Le plus simple est d’acheter un ETF (fonds indiciel coté) qui réplique la performance de l’indice S&P 500.

Préconisation n° 3 : préparer la transmission

À 60 et 62 ans, impossible de faire l’impasse sur la préparation de la succession. Le sujet est à forts enjeux familiaux et financiers ; ils doivent oser l’aborder. Le testament permet d’organiser de son vivant la répartition de ses biens. Il demeure indispensable. L’assurance vie qui échappe le plus souvent à toute taxation au décès de l’assuré (versements avant 70 ans) reste aussi incontournable.

Doivent-ils transmettre dès aujourd’hui une partie de ses biens à leurs enfants ? La question se pose. Ils en ont largement les moyens et, sur le plan fiscal, l’opération serait très intéressante.

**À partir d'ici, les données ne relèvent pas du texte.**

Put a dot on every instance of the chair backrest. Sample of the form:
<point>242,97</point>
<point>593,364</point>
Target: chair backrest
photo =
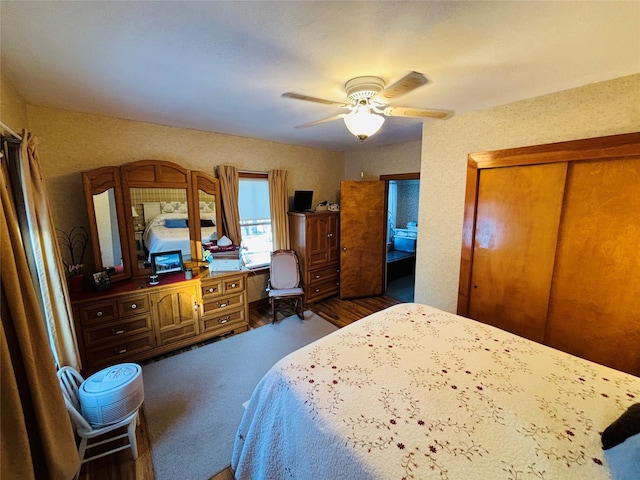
<point>284,270</point>
<point>70,381</point>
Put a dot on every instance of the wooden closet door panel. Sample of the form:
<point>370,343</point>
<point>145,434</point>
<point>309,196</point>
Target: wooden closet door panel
<point>518,212</point>
<point>596,289</point>
<point>362,238</point>
<point>318,240</point>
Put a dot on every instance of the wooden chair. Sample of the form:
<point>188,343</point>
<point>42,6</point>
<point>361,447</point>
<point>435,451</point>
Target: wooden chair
<point>284,281</point>
<point>70,381</point>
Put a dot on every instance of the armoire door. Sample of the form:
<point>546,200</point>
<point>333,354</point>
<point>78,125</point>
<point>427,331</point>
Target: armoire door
<point>518,213</point>
<point>362,238</point>
<point>597,273</point>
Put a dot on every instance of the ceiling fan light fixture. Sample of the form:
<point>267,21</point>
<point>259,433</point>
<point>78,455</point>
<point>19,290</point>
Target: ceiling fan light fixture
<point>362,123</point>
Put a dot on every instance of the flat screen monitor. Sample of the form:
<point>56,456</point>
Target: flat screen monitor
<point>302,200</point>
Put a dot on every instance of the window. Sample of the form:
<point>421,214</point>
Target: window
<point>255,219</point>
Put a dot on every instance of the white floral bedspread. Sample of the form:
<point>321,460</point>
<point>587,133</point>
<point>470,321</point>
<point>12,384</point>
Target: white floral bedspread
<point>416,393</point>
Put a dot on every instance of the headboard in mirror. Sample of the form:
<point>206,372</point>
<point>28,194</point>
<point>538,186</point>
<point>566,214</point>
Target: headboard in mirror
<point>160,182</point>
<point>160,206</point>
<point>107,225</point>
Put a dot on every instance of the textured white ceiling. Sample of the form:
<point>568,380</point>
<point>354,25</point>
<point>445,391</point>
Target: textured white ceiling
<point>222,66</point>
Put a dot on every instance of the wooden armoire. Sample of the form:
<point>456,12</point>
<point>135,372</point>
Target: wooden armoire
<point>315,236</point>
<point>551,246</point>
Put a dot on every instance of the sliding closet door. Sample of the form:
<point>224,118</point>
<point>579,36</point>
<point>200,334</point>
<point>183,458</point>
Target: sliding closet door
<point>516,227</point>
<point>596,289</point>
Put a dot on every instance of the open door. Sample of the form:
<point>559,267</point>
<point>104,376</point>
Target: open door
<point>362,238</point>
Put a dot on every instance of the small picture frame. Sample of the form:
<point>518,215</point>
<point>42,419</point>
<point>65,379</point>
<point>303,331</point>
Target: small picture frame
<point>166,262</point>
<point>101,280</point>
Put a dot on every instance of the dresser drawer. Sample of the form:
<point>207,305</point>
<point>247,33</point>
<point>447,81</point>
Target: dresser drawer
<point>98,312</point>
<point>116,331</point>
<point>222,304</point>
<point>324,275</point>
<point>119,351</point>
<point>133,305</point>
<point>213,323</point>
<point>233,285</point>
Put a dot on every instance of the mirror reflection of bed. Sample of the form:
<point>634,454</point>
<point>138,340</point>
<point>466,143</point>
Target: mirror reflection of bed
<point>402,234</point>
<point>162,221</point>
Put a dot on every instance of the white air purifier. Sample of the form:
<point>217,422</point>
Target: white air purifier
<point>112,394</point>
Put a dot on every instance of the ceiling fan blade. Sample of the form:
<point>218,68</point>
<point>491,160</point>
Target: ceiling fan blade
<point>298,96</point>
<point>417,112</point>
<point>324,120</point>
<point>409,82</point>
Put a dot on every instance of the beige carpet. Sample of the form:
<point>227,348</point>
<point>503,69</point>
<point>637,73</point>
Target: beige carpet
<point>193,401</point>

On rappelle que chaque parent peut transmettre hors impôts 100.000 euros à chaque enfant tous les quinze ans plus 31.865 euros sous la forme de dons de somme d’argent (donateur de moins de 80 ans et donataire âgé de 18 ans ou plus).

En faisant le plein des abattements, légaux, ils les aideraient à s’installer dans la vie et réduiraient de plus de 100.000 euros les droits de succession dus par ces derniers le moment venu… Le passage devant notaire n’est pas obligatoire (sauf pour les donations de biens immobiliers), mais fortement conseillé pour des montants élevés. Christophe et Pascale sont d’autant plus sensibles à nos arguments qu’ils ont, eux-mêmes, profité de donations de leurs parents dans le passé.

Le couple remercie Le Revenu pour la qualité de ses recommandations.


Les leçons à tirer de cette étude de patrimoine

  • L’immobilier à crédit constitue un excellent actif pour se bâtir un patrimoine, mais quand les impôts augmentent trop, il faut savoir vendre et investir dans des placements moins taxés.
  • Un couple de moins de 80 ans avec deux enfants majeurs peut transmettre sans impôts tous les quinze ans 527.460 euros en cumulant les abattements légaux (articles 790 G et 757 du Code général des impôts).